Gemeinschaft der Evangelisch Taufgesinnten (Neutäufer)

Kontakt
Gemeinschaft der Evangelisch Taufgesinnten, Klybeckstrasse 59,
4057 Basel.

Geschichte
Der Ursprung der Gemeinde liegt im 19. Jahrhundert und ist eng mit dem Wirken des schweizerischen reformierten Pfarrers Samuel Heinrich Fröhlich (1803–1857) verbunden. Dieser wurde 1830 wegen seiner erwecklichen Predigten und seinem Widerstand gegen den Liberalismus in der Landeskirche als Pfarrer der aargauischen Kirche abgesetzt.

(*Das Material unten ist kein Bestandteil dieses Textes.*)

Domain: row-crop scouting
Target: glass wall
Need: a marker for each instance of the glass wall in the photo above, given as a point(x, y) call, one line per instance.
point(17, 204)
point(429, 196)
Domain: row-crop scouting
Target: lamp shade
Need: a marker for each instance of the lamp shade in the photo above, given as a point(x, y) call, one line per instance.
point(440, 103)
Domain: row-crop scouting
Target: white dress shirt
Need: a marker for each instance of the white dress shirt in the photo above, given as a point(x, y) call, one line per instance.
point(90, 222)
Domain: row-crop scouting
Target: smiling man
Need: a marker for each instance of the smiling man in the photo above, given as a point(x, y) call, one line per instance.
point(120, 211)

Durch Fröhlichs eigene Missionstätigkeit entstanden vor allem in der Schweiz und in den angrenzenden deutschsprachigen Gebieten Gemeinden. Durch Wandergesellen, Auswanderer und andere Kontakte gelangte Fröhlichs Gedankengut nach Deutschland, Frankreich, Österreich, Ungarn und schliesslich über den Atlantik in die Vereinigten Staaten und nach Südamerika.

Die Fragen um die Absonderung von der Welt führten um die Jahrhundertwende zu schweren inneren Spannungen, die schliesslich in einer Spaltung der Gemeinschaft ihren Höhepunkt fanden. Die Gemeinschaft der Evangelisch Taufgesinnten führt möglichst zurückgezogen ihr Gemeindeleben.

Die Gemeinde ist klein.

Lehre
Die Gemeinschaft der Evangelisch Taufgesinnten geht nach der Bibel den «schmalen Weg».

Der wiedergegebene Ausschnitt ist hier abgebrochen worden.